Québec, samedi 25 janvier 1986
CAHIER E
ARTS ET SPECTACLE
par Louis TANGUAY
♦ (LT) — Renaud vend ses microsillons par centaines de milliers et il vient de signer avec la puissante maison de disques Virgin un contrat qu’on dit être l’un des plus importants de l’industrie en France.
C’est pourquoi la compagnie québécoise Trafic n’est plus pour Mistral Gagnant (Virgin VL-2368) le distributeur ici de ce 33-tours comme elle l’avait été pour « Morgane de toi », neuvième microsillon de l’artiste, mais premier disponible en pressage canadien, c’est-à-dire à un coût moins élevé que les importations.
Incidemment, les Québécois ont acheté, depuis l’automne 84, plus de 20.000 exemplaires de ce microsillon, ce qui constitue un chiffre fort important pour un artiste français ici.
Mais, diffusé ou pas par une multinationale qui a exigé de distribuer ses disques partout à travers le monde ou pas du tout, le nouveau produit reste le même, portant la musique et le langage d’un créateur à l’inspiration aussi reconnaissable qu’unique.
Les textes y conservent la place prépondérante qu’ils ont toujours eue dans les chansons de Renaud.
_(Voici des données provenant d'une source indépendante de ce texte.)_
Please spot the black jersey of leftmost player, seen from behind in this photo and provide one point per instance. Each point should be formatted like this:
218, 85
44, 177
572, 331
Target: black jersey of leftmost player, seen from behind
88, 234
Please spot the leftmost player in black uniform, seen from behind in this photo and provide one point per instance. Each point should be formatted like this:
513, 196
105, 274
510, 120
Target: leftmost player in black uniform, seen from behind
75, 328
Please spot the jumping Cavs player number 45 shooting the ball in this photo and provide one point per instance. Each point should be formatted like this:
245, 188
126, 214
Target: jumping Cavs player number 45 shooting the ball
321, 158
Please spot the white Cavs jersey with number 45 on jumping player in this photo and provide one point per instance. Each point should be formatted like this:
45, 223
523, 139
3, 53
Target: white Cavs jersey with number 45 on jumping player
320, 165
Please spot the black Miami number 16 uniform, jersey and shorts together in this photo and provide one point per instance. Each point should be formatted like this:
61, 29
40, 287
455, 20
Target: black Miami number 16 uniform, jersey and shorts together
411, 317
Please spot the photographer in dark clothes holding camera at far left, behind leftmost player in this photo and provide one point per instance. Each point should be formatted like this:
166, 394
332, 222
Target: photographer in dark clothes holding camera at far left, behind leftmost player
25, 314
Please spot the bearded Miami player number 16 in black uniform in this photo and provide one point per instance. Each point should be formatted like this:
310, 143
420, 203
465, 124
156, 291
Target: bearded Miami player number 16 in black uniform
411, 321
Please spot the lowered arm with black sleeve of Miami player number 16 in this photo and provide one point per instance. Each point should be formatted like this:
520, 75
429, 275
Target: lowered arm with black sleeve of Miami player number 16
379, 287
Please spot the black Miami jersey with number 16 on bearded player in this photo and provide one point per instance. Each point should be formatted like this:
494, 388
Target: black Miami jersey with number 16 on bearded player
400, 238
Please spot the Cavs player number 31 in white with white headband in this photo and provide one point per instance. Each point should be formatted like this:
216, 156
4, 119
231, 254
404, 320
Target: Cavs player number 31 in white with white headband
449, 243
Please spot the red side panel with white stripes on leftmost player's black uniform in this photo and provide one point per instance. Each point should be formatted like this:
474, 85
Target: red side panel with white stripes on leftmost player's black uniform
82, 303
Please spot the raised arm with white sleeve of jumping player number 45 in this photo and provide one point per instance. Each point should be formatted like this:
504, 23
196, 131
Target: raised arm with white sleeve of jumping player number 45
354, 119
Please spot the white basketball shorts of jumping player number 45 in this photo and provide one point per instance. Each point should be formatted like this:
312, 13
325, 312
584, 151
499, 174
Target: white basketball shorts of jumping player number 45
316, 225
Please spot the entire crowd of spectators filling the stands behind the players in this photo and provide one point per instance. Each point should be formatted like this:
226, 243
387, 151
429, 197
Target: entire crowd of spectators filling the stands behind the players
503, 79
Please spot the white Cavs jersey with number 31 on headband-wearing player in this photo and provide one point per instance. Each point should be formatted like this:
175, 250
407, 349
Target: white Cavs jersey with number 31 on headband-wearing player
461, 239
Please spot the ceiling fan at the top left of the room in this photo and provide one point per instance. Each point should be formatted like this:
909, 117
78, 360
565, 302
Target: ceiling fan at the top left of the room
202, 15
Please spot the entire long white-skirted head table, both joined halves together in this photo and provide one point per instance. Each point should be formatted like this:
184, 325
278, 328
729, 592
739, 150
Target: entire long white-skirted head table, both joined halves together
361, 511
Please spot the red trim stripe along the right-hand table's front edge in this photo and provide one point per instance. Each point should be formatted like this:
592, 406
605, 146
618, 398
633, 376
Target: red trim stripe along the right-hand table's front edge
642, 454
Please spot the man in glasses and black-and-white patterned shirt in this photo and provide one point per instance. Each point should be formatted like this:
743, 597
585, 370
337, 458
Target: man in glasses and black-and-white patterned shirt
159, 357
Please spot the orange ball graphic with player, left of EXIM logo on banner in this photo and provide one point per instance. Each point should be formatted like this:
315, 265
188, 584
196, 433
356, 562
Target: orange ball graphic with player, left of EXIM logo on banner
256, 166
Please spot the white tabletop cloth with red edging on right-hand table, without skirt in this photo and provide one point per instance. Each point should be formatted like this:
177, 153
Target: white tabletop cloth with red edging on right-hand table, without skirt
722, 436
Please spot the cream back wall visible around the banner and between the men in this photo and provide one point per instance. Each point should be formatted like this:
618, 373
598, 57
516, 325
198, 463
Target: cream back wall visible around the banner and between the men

Il les a écrits, même avec l’air de rigoler, sur un ton plus sombre que ceux du disque précédent.
Outre « Miss Maggie », les plus percutants ou les plus touchants sont « Mistral gagnant », « Trois matelots » et « P’tite conne ».
Le premier raconte l’enfance qui s’en va comme les bonbons qu’il mangeait quand il était petit.
Le second est une histoire de marins, mais cette fois-ci de marins militaires chantée dans un style qui est tout à fait le sien par celui qui avait révélé dans son dernier 33-tours un goût nouveau pour la mer et les voyages et admet aujourd’hui, à 33 ans, n’avoir plus qu’un mois par an pour naviguer sur son voilier parce qu’il est trop pris par les tournées et parce que la petite va maintenant à l’école.
La troisième, comme « La blanche » dans le microsillon de 1981 intitulé Le retour de Gérard Lambert, traite de la drogue en réaction à la mort de Pascale Ogier, la fille d’un ami. Et, si on lui dit qu’il se répète, il répond que c’est là un clou sur lequel il n’a pas fini de taper.
Quant à la pêche à la ligne, il raconte que si dans sa chanson ça semble se passer très mal, dans la vie sa passion pour ce loisir qui est aussi celui de millions de Français très près de la nature, est partagée par sa famille et lui fournit comme la mer une façon unique de se ressourcer, parce que les poissons « ça ne demande pas d’autographe ni d’interview ».
Renaud dit qu’il n’aime pas faire mourir ses héros mais, clans « Le retour de la Pépette », la pauvre prend un sérieux coup de vieux et le « pote » de la troisième chanson de la face A n’a guère un rôle plus reluisant.
Tout cela pour dire que, beaux ou laids, les 11 chansons du 30 cm sont pleines de personnages qui, à eux seuls, suffiraient à rendre l’ensemble vivant comme les premiers spectacles que Renaud a présentés ici.
Au plan musical, le rocker-musette des Français délaisse souvent le musette au profit du rock qui sert bien, il faut le dire, le côté galvanisé de ce chanteur qui sait toutefois encore montrer une sensibilité à fleur de mots qui n’a pas fini de conquérir des admirateurs inconditionnels.